Ему завидовали. Анненков мог быть счастливым и легким даже в жутком двадцатом году, в умирающем Петрограде, на самом дне выгребной ямы. Но он все же неплохо жил: был принят большевиками, обласкан, вознагражден заказами. Его кормили не только лукавство и услужливость. Его кормили ноги. Он резво бегал, сверкал пятками в партийных кабинетах, студиях, театрах. Пока другие уныло стояли затылок в затылок в очереди за общегражданским (то есть голодным, на убой) пайком, Юрий Павлович пайки ловил.
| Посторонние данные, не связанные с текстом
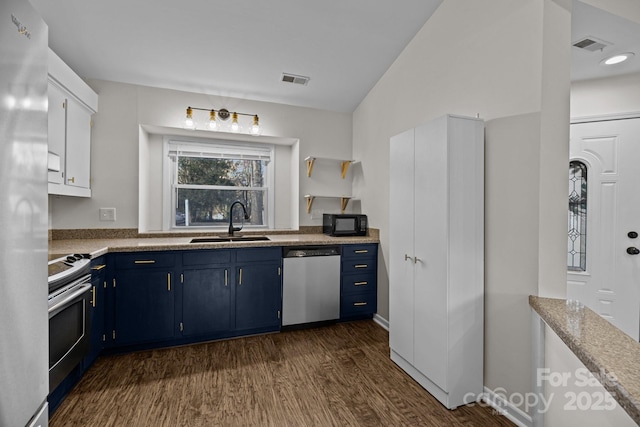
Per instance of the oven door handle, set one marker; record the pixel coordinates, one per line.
(72, 296)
Утром он трещал о высоком искусстве в промерзших, неосвещенных залах Академии художеств. Был там и теплом, и светом. И получал за просвещение (в обоих смыслах) «ученый» паек. Потом мчал в Общеобразовательную коммуну для милиционеров. И там с миниатюрной сценки грохотал пламенными речами про подлую белую гидру, доблестный труд и торжество коммунизма. И на пальцах весьма убедительно объяснял суть «Сотворения Адама» Микеланджело. Служители порядка гоготали аплодисментами, Анненков летел в бухгалтерию — за жирным «милицейским» пайком.
Юрий Анненков в образе нэпмана на портрете Зинаиды Анненковой.
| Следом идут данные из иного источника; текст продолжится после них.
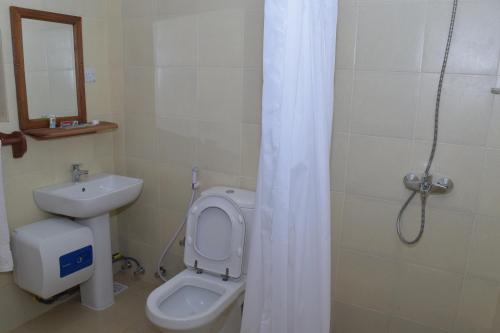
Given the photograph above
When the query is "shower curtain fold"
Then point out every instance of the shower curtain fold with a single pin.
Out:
(288, 282)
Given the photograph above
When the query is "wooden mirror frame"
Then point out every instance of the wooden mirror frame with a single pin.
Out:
(16, 16)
Опубликован в альбоме «Портреты», 1922 г.
Моряки от «фараонов» не отставали. Они тоже хотели знать про красивое, ведь среди них (как сообщали «фараоны») водились волшебники перевоплощения — опасные ценители женских платьев, матросы-травести. Балтфлот оставался доволен выступлениями товарища Анненкова и награждал «усиленным» пайком.
На выходных художник нежно улюлюкал дистрофичным роженицам о мадоннах и материнстве в живописи. И ему подносили кружку молока и скромный паек «матерей, кормящих грудью».
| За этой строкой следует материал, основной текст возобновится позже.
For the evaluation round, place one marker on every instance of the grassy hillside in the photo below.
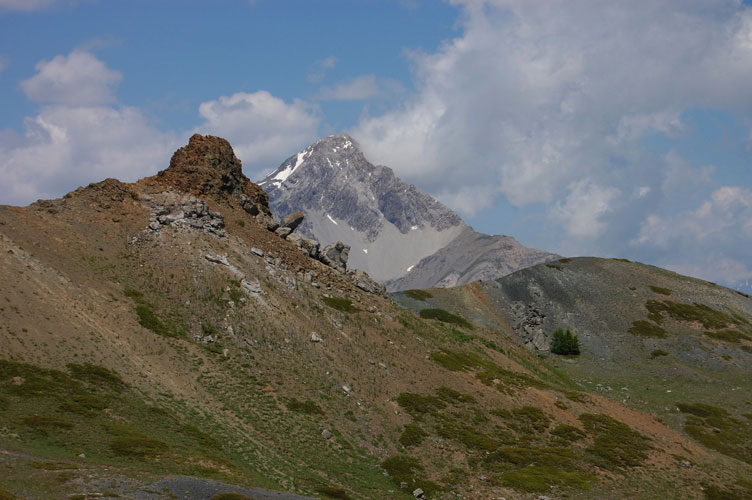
(129, 357)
Вечерами Юрий Павлович, хорошенький, вычищенный, напомаженный, несся в кабаре порезвиться. Обожал «Вольную комедию», театрик на Итальянской, игравший пародии, гротески, вкуснейшие скетчи, которые Анненков даже не смотрел — пил жадными большими глотками. Чуковский тогда подметил его пугающую «плотоядность». И еще запомнил, как неуютной ночью, возвращаясь с танцевального шоу, в самый жуткий, хлесткий ливень Анненков вдруг остановился посреди улицы и стал вытанцовывать перед Чуковским точь-в-точь те самые затейливые па, которыми напился допьяна в театре.
Художник обожал витрины. Мотыльком порхал вокруг съестных лавок. В проголодавшемся монокле подпрыгивали окорока, расплывались в улыбках швейцарские сыры, крутились кренделями колбасы, копчености, языки, бычьи хвосты. «Глядите, это же настоящее скульптурное барокко, Бернини желудков», — бросал Анненков друзьям, продолжая жужжать возле соблазнительно пахнущего живого натюрморта. И точно так же художник порхал над обнаженными моделями, но в этом случае предпочитал не барокко, а утонченную античность. Натурщицы тогда пустили слух, мол, господин Анненков даже спит с моноклем. И, говоря так, краснели, конечно.
Друзья отмечали его маскарадное щегольство прямо-таки вызывающего характера. Кругом все только и делали, что сводили концы с концами, послушно хвостились за государственной подачкой. А Юрий Павлович выворачивался наизнанку, делал невозможное, лишь бы сохранить свой довоенный лоск. Это был его личный тихий протест против революции, против диктата советской власти. Он смог не поддаться, выстоял, остался собой, щеголем «во френче полувоенного образца с моноклем, как бы ввинченным в правый глаз» (Ирина Одоевцева).
Он поражал показным изяществом костюма. Приходил в гости, валился на диван и жадно слушал дружеские байки, не сняв правой перчатки. Любил перстни, запонки, котиковые шапочки, мягкие ботиночки с крагами, в которых было так удобно и легко танцевать. На портрете сестры Зинаиды 1921 года мэтр представил себя эдаким прожженным нэпманом: искристо-белая сорочка, черная бабочка, пиджак в огненную черно-оранжевую полоску, белые фланелевые брюки с манжетами и, конечно же, «лаковые». Ножки по-балетному скрещены, возле них — жирный черно-белый кот, олицетворение НЭПа и, быть может, самого художника. Анненков польстил себе до невозможности. Не было ни этого огненного костюма, ни этих журнальных глянцевых «лаковых». Он весь на портрете — словно бы из несуществующей американской рекламы.